Evidence on Breastfeeding Duration and Weight Loss
The relationship between breastfeeding and weight loss is complex and duration-dependent. A 3-year study found that women in the lactation group gained less weight (+4.4 kg) compared to the no-lactation group (+5.6 kg), and lactation for ≥3 months improved metabolic markers including LDL cholesterol 2.
However, I must acknowledge contradictory evidence: systematic reviews show mixed results, with some high-quality studies reporting little or no association between breastfeeding and weight change 3, 4. The heterogeneity appears related to measurement timing and breastfeeding intensity 3. Despite this mixed evidence, the most recent 2025 guideline data strongly supports continuing breastfeeding for metabolic health benefits beyond just weight loss 2.

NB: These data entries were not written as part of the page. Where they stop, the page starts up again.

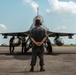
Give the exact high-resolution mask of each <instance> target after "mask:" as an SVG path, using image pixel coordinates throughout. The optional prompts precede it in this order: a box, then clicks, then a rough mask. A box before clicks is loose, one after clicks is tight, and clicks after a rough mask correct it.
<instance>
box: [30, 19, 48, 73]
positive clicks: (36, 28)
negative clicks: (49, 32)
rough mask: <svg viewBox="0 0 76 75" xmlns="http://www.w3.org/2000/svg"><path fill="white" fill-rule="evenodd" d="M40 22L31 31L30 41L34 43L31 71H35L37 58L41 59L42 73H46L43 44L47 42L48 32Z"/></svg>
mask: <svg viewBox="0 0 76 75" xmlns="http://www.w3.org/2000/svg"><path fill="white" fill-rule="evenodd" d="M41 25H42V24H41V22H40V20H36V23H35V27H34V28H33V29H32V30H31V31H30V39H31V41H32V42H33V46H32V60H31V69H30V71H31V72H33V71H34V66H35V64H36V59H37V56H38V57H39V59H40V71H45V69H44V67H43V65H44V60H43V54H44V46H43V43H44V42H45V40H46V38H47V36H46V31H45V29H43V28H42V27H41Z"/></svg>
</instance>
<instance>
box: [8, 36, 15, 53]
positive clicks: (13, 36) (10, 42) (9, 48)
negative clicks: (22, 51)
mask: <svg viewBox="0 0 76 75" xmlns="http://www.w3.org/2000/svg"><path fill="white" fill-rule="evenodd" d="M13 40H14V36H12V38H11V39H10V41H9V50H10V53H14V45H13Z"/></svg>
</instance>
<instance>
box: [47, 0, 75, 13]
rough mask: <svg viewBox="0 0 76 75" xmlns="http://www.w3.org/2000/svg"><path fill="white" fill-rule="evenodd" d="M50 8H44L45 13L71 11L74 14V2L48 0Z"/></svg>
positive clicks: (56, 0) (68, 12) (74, 7)
mask: <svg viewBox="0 0 76 75" xmlns="http://www.w3.org/2000/svg"><path fill="white" fill-rule="evenodd" d="M48 2H49V4H50V6H51V7H50V8H49V9H46V12H47V13H51V12H55V13H58V14H62V13H71V14H76V2H73V1H69V2H63V1H59V0H48Z"/></svg>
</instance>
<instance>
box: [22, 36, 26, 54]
mask: <svg viewBox="0 0 76 75" xmlns="http://www.w3.org/2000/svg"><path fill="white" fill-rule="evenodd" d="M23 53H26V39H25V37H24V36H22V54H23Z"/></svg>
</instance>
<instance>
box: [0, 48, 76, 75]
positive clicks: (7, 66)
mask: <svg viewBox="0 0 76 75" xmlns="http://www.w3.org/2000/svg"><path fill="white" fill-rule="evenodd" d="M44 61H45V65H44V67H45V72H40V71H39V69H40V67H39V58H37V63H36V66H35V71H34V72H29V70H30V62H31V49H30V50H29V51H28V53H27V54H26V55H22V54H21V47H16V48H15V54H14V55H10V54H9V48H8V47H0V75H76V47H53V54H52V55H49V54H47V52H46V51H45V53H44Z"/></svg>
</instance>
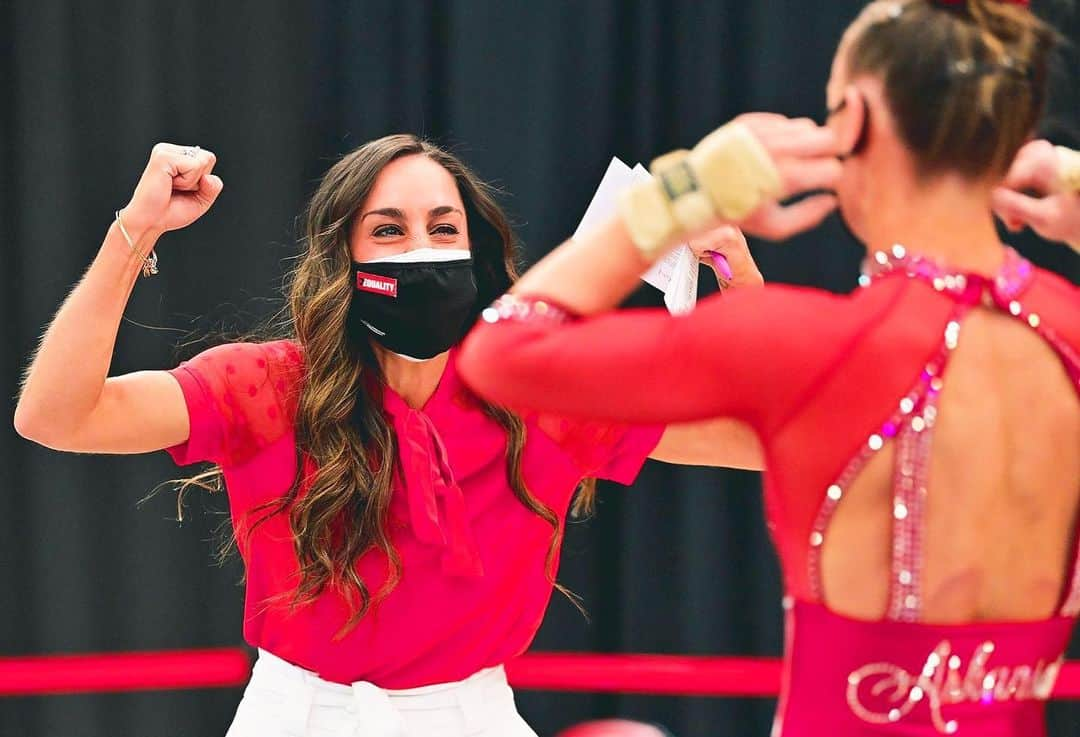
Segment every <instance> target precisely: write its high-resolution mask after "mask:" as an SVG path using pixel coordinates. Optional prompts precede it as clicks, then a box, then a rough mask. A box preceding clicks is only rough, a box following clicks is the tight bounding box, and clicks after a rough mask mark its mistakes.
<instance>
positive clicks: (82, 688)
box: [0, 647, 252, 696]
mask: <svg viewBox="0 0 1080 737" xmlns="http://www.w3.org/2000/svg"><path fill="white" fill-rule="evenodd" d="M251 672H252V664H251V659H249V658H248V657H247V653H246V652H245V651H243V649H241V648H239V647H221V648H217V649H186V651H172V652H163V653H109V654H102V655H37V656H27V657H8V658H0V696H30V695H44V694H86V693H107V692H108V693H111V692H123V691H172V689H177V688H220V687H226V686H242V685H244V684H245V683H246V682H247V678H248V675H249V674H251Z"/></svg>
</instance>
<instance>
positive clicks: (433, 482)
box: [386, 390, 484, 576]
mask: <svg viewBox="0 0 1080 737" xmlns="http://www.w3.org/2000/svg"><path fill="white" fill-rule="evenodd" d="M386 394H387V396H386V407H387V410H388V411H389V413H390V415H391V417H392V419H393V426H394V432H395V433H396V435H397V455H399V461H400V467H399V471H400V478H401V481H402V485H403V492H404V494H405V498H406V501H407V504H408V515H409V523H410V525H411V527H413V533H414V534H415V535H416V536H417V538H418V539H419V540H420V541H421V542H424V544H427V545H437V546H443V559H442V565H443V572H444V573H446V574H449V575H453V576H483V575H484V566H483V564H482V562H481V558H480V549H478V548H477V547H476V540H475V539H474V538H473V534H472V530H471V528H470V526H469V519H468V514H467V513H465V498H464V494H463V493H462V492H461V487H460V486H459V485H458V483H457V481H456V480H455V479H454V470H453V469H451V468H450V465H449V459H448V458H447V455H446V446H445V445H443V439H442V438H441V437H440V434H438V430H437V429H436V428H435V426H434V424H433V423H432V421H431V418H430V417H428V415H427V414H424V413H423V412H421V411H419V410H414V408H411V407H409V406H408V405H406V404H405V402H404V401H402V399H401V398H400V397H396V396H394V394H392V392H391V391H389V390H387V392H386Z"/></svg>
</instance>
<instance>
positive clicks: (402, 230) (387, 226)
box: [372, 225, 405, 238]
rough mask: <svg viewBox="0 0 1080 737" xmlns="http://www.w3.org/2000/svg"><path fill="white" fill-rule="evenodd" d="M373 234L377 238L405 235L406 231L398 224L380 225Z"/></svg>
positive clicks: (391, 236) (376, 228)
mask: <svg viewBox="0 0 1080 737" xmlns="http://www.w3.org/2000/svg"><path fill="white" fill-rule="evenodd" d="M372 234H373V236H375V237H376V238H393V237H395V236H404V234H405V231H404V230H402V229H401V227H400V226H396V225H380V226H379V227H378V228H376V229H375V232H373V233H372Z"/></svg>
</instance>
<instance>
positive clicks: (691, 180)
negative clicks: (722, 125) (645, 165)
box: [619, 123, 781, 260]
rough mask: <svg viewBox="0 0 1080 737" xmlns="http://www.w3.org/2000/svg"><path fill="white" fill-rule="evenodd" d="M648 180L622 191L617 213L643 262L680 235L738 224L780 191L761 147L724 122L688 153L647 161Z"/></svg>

Addressing Your Specific Situation
At 5 months postpartum with 26 lbs retained from pregnancy (176 lbs current vs 150 lbs pre-pregnancy):
- You are within the timeframe where combined diet and physical activity interventions are most effective (mean weight loss of 3.15 kg or ~7 lbs) 2, 5
- Your weight retention is higher than average (most women retain 0.5-3 kg), but this is addressable without weaning 2
- Weaning would remove the metabolic advantage of breastfeeding without addressing the actual barriers to weight loss: dietary quality, physical activity, and sleep deprivation 2, 5
Comprehensive Approach While Continuing Breastfeeding
Dietary Strategy
- Focus on nutrient-dense, lower-calorie foods rather than simply reducing portions 1
- 7 servings of vegetables daily (emphasize green leafy vegetables) and 2 servings of fruits 1
- 2 servings of dairy products and 2 servings of protein-rich foods daily 1
- Ensure at least 20% of total energy comes from fat to support milk fat content 1
Physical Activity
- Once you implement dietary changes, add structured exercise—diet plus exercise produces the greatest weight loss, while exercise alone is ineffective for weight loss during postpartum 2, 5
- Physical activity improves cardiovascular fitness and reduces postpartum depression even without significant weight loss 2
Critical Monitoring
- Your infant's weight gain (typical 150-200 g/week in first 3 months) is the best indicator that your nutrition and milk supply remain adequate during weight loss 1
- Frequent feeding on demand (8-10 times per 24 hours) is essential to maintain supply during any weight loss attempt 1
Common Pitfalls to Avoid
- Do not restrict calories below 1,800 kcal/day—this is the evidence-based minimum threshold 2, 1
- Do not expect exercise alone to produce weight loss; it must be combined with dietary modification 2, 5
- Avoid severely restricting fat intake, as this compromises milk quality 1
- Do not compare yourself to "average" postpartum weight retention statistics, as 14-20% of women retain ≥5 kg at 6-18 months postpartum 6
Long-Term Considerations
Postpartum weight retention at 1 year increases risk of long-term maternal weight gain and chronic disease 2, 5. An increase of 3+ BMI units between pregnancies substantially increases risks in subsequent pregnancies including preeclampsia, gestational diabetes, and cesarean delivery 2, 5. This makes addressing your current weight retention critical, but weaning is not the solution—proper caloric management while breastfeeding is. 2, 1
The metabolic benefits of breastfeeding extend beyond weight to include reduced risk of cardiovascular disease (11% reduced CVD risk, 14% lower coronary heart disease risk) and type 2 diabetes 2. These benefits would be lost with premature weaning.